UGE Speaks On Solar + Storage at Intersolar Summit USA East
New York-based companies, like UGE, did not have to travel far to attend last week’s Intersolar USA East Summit. The annual, regional solar conference was once again held in Brooklyn this year, as a nod to New York state’s efforts to implement a sweeping change to the utility system through the Reforming the Energy Vision policy. Brooklyn-based State Senator Kevin Parker opened the event, jokingly dubbing it “Intersolar Brooklyn,” while sharing his excitement for New York to lead the region in its commitment to job-creating solar development.
While New York’s progressive policies seemed to take the spotlight, the morning’s sessions also included a summary of other regional initiatives:
- Despite a ramp down of the renewable portfolio standards (RPS), New Jersey’s State Senate recently passed the RETA Bill, which if approved by the governor, mandates a transition to 80% renewable energy by 2050.
- In Connecticut, the Zero Renewable Energy Credit program still has another two years left, with the Year Four program still somewhat undersubscribed.
- For Massachusetts, the discussion centered on Net Metering 2.0 and where the policy should head after the initial cap was reached last year.
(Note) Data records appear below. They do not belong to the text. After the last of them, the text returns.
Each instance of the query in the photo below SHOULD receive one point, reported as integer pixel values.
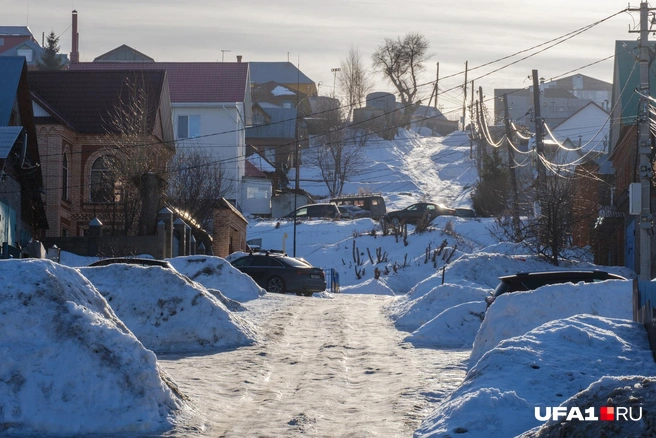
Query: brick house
(22, 214)
(73, 112)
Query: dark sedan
(416, 212)
(278, 273)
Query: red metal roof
(202, 82)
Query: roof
(8, 137)
(123, 53)
(201, 82)
(283, 124)
(252, 171)
(281, 72)
(10, 72)
(15, 31)
(84, 99)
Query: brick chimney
(75, 54)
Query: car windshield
(297, 263)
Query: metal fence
(332, 280)
(644, 308)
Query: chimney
(75, 54)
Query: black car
(279, 273)
(525, 281)
(417, 212)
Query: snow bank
(456, 327)
(69, 365)
(412, 314)
(516, 313)
(371, 286)
(216, 273)
(166, 311)
(541, 368)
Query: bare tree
(137, 158)
(338, 156)
(196, 182)
(355, 80)
(401, 61)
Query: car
(374, 203)
(417, 212)
(279, 273)
(525, 281)
(319, 211)
(353, 212)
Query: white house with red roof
(211, 105)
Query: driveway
(326, 368)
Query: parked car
(353, 212)
(279, 273)
(416, 212)
(328, 211)
(525, 281)
(374, 203)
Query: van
(374, 203)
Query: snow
(69, 365)
(163, 308)
(555, 345)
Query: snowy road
(328, 367)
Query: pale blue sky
(319, 34)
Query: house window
(188, 126)
(65, 177)
(27, 53)
(102, 181)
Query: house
(211, 105)
(75, 113)
(283, 73)
(18, 41)
(22, 213)
(624, 145)
(559, 99)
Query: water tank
(381, 99)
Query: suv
(329, 211)
(525, 281)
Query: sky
(317, 36)
(65, 323)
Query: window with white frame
(102, 181)
(188, 126)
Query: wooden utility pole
(513, 176)
(539, 141)
(437, 81)
(464, 100)
(644, 146)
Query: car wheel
(275, 285)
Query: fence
(644, 302)
(332, 280)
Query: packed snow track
(327, 367)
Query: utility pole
(644, 146)
(513, 176)
(539, 141)
(437, 81)
(464, 100)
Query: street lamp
(335, 70)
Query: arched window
(102, 181)
(65, 177)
Solar + Storage is Sweet Lemonade.
For the afternoon, the conversation shifted towards what will be future of the industry: implementing solar plus storage, and how to finance these systems. While offering his insights into recent developments, Ravi Manghani of GTM Research quipped that if using solar is making lemonade out of lemons, then storage is “adding sugar to make that lemonade even sweeter.” While globally the market is growing, the U.S. in particular is poised for impressive growth, as the recent ITC extension will generate an estimated 33% increase in storage paired with renewables for an additional 0.5 GW of capacity by 2020.
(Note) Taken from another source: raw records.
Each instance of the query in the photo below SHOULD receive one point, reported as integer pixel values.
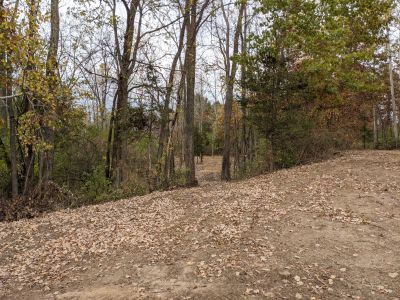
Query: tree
(230, 77)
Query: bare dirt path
(330, 230)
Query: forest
(199, 149)
(108, 99)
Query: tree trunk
(126, 61)
(47, 157)
(393, 99)
(119, 149)
(164, 126)
(230, 78)
(190, 66)
(375, 126)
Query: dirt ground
(330, 230)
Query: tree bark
(190, 66)
(230, 78)
(126, 61)
(47, 157)
(393, 99)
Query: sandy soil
(330, 230)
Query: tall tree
(126, 59)
(230, 76)
(46, 158)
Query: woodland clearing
(328, 230)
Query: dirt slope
(325, 231)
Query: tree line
(112, 98)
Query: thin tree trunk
(230, 77)
(375, 126)
(47, 157)
(164, 126)
(110, 139)
(190, 66)
(393, 99)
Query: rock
(269, 295)
(298, 296)
(284, 273)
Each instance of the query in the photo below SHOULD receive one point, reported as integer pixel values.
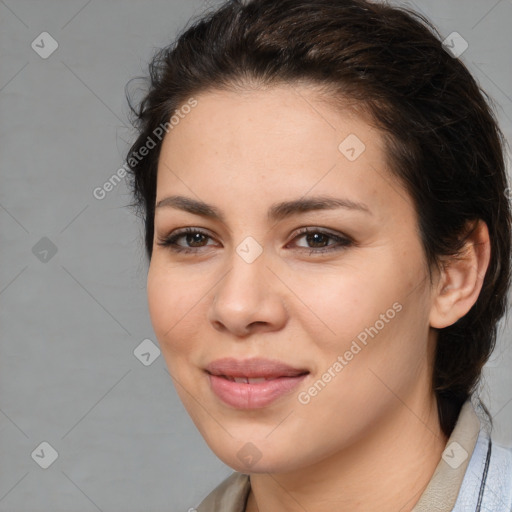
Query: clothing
(473, 475)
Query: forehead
(268, 142)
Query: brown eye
(321, 241)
Our own Tim Woodcock talked to the audience about the challenges of and opportunities for boosting storage development. In his presentation, Tim discussed how:
- The relationship of utilities and developers is changing. Storage now offers a unique opportunity to blend front-of-the-meter and behind-the- meter applications to create value for players throughout the system.
- -Stacking creates economic value. Optimizing the battery for use in multiple applications is the best way to allow both the grid and the customerto benefit, while guaranteeing greater returns on the customer’s investment.
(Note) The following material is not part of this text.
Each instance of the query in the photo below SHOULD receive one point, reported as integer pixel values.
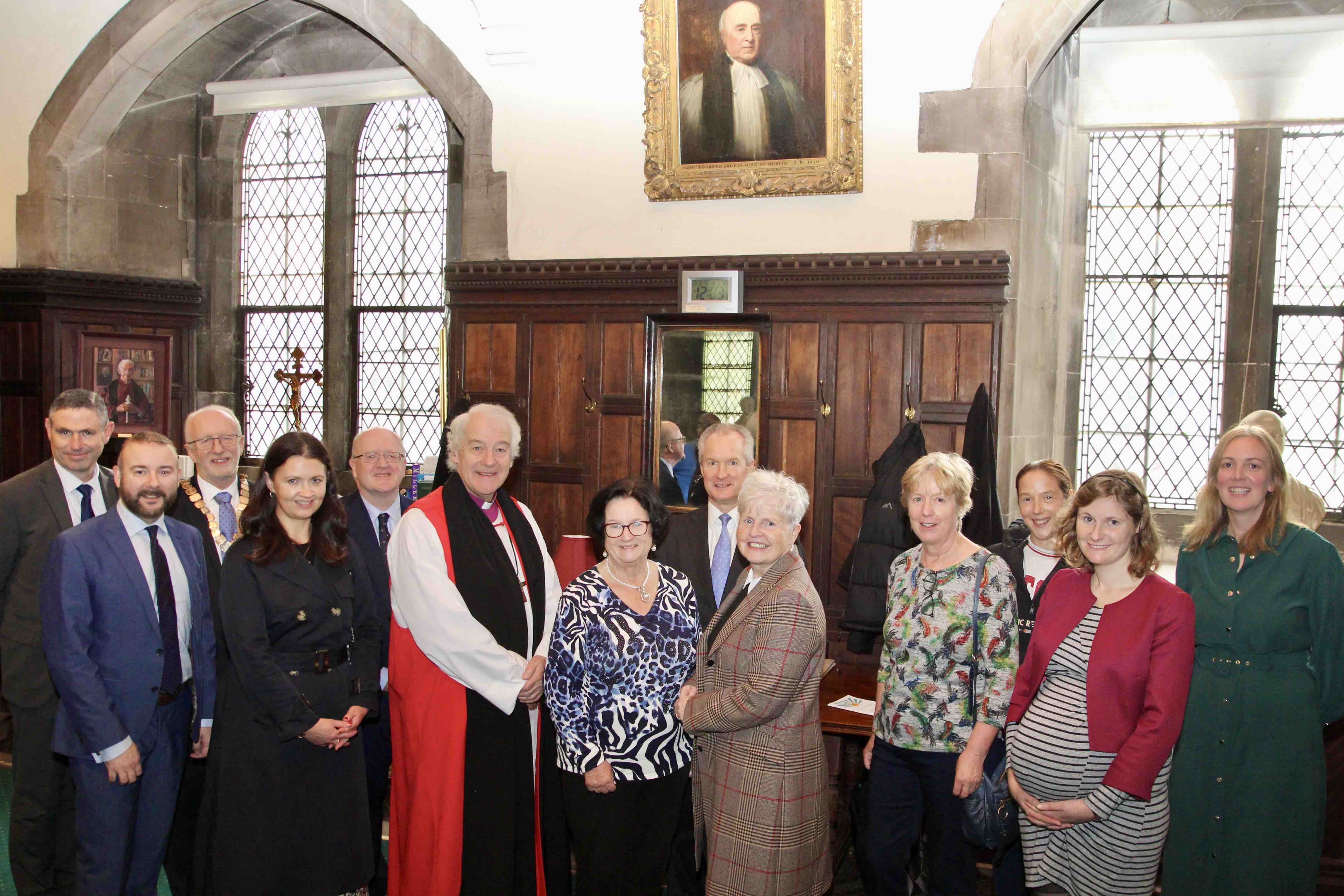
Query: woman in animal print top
(624, 645)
- We need an “ESAPC” or similar storage working group. To speed the deployment of storage, in the same way NREL’s SAPC working group helped scaled solar, the industry needs to convene a “storage working group.” By navigating the current certifications and creating a standard contract, we can help financiers become more comfortable with investing in the rapidly evolving technologies.
Though storage is already undergoing a rapid upturn in the United States, growing 3.5x on both sides of the meter during 2015 (GTM Research), there’s still a long way to go. Intersolar served to remind attendees that the speed and ease of installations will ultimately drive down project costs, since energy that is easily dispatchable will always have value.
In his remarks, Minh Le of the U.S. Department of Energy recalled that in 1882, Thomas Edison designed the monodirectional grid with the first central utility based in Manhattan. Today, in New York as elsewhere, energy storage is essential to drive the revolution towards a smart, multi-directional energy system.